Jim’s investigation into these relationships shows the potential for corporate money to manipulate nonprofits and raises questions about whether organizations can withstand the pressure and potential conflicts of interest that come with such financing, particularly when it is undisclosed.
Pouring money into nonprofits was one of the key ways companies sought to boost opioid prescriptions and sales.
Over the course of two decades, opioid manufacturers awarded more than $60 million to nonprofits, according to a 2020 Senate Finance Committee investigation, gaining influence with and access to patient advocates and physicians’ groups that could be credible messengers for the manufacturers’ business strategy, according to government investigations and internal documents made public as a result of lawsuits.

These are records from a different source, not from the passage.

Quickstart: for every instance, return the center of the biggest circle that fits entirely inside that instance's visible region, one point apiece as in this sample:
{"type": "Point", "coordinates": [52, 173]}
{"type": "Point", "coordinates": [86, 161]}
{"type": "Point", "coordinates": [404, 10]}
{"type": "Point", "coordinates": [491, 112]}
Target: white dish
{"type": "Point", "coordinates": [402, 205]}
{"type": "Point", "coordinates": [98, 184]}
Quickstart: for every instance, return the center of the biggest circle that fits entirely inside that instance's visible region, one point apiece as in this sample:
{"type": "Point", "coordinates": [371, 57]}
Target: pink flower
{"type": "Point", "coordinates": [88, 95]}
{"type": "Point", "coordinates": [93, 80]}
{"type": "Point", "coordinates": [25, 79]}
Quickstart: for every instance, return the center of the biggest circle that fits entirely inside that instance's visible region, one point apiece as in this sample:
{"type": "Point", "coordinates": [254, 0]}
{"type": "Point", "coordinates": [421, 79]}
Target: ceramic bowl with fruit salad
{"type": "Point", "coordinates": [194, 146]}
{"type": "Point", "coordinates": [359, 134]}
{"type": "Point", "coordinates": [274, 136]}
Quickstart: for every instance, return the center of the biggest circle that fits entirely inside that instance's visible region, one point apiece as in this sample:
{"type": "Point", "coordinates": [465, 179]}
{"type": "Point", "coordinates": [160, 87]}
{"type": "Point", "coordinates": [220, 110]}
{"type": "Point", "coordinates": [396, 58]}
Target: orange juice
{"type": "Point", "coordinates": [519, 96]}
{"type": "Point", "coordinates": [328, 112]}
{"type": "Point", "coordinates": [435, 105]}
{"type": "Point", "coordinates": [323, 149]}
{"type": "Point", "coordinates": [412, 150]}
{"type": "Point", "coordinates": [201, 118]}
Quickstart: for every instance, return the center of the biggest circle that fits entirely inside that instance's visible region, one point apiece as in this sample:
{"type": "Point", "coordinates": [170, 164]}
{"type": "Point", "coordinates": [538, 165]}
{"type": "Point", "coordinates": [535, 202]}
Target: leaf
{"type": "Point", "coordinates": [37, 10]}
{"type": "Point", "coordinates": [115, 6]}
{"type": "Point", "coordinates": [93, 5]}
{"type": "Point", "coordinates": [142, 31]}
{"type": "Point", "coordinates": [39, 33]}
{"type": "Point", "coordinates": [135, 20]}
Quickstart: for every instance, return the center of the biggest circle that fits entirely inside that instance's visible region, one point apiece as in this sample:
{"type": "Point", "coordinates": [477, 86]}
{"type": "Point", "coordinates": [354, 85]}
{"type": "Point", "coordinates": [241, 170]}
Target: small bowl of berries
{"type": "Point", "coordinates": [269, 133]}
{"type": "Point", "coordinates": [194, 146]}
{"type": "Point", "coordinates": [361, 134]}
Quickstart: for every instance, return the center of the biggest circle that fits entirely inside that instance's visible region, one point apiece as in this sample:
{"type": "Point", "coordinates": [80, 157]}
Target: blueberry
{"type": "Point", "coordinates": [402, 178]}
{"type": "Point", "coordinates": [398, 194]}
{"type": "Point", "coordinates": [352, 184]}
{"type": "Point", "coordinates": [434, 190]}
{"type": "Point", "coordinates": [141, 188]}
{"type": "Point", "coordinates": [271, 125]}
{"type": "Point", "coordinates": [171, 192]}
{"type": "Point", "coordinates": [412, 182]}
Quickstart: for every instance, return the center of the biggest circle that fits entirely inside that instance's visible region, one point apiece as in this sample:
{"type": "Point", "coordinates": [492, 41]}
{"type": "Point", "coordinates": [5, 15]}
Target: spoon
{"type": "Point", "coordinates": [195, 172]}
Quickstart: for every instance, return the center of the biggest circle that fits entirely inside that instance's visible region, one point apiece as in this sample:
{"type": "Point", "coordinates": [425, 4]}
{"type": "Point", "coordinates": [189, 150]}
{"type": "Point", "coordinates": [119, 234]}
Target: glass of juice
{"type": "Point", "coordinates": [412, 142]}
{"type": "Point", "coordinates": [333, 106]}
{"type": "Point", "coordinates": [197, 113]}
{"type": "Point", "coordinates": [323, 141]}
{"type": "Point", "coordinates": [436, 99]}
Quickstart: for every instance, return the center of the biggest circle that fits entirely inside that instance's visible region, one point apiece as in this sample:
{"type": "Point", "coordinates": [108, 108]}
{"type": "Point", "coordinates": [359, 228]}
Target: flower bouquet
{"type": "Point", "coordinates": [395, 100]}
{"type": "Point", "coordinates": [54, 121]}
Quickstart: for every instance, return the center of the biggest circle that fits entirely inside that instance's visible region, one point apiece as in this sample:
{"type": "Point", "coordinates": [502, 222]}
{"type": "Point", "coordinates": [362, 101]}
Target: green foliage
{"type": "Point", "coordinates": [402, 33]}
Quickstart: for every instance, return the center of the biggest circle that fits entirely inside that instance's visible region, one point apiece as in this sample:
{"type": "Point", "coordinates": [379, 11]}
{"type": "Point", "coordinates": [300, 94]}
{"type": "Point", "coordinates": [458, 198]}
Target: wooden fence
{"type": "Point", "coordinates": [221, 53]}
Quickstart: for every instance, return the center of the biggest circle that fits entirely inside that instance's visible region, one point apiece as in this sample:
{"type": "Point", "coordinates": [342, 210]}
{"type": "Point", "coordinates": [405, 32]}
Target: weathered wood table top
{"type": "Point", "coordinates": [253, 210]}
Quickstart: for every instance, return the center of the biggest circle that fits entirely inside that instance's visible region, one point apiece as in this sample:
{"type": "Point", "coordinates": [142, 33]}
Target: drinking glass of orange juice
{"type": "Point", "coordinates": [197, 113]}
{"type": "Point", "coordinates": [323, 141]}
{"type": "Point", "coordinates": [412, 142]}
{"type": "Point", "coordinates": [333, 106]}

While patient-advocacy groups and their leaders may view themselves as independent actors with their own missions and agendas that sometimes line up with those of pharmaceutical companies, opioid manufacturers saw things differently. They saw nonprofits as instrumental to achieving the business goal of boosting prescriptions and sales of opioids. Internal documents disclosed in lawsuits describe nonprofits as “partners” and refer to them in company business-strategy plans.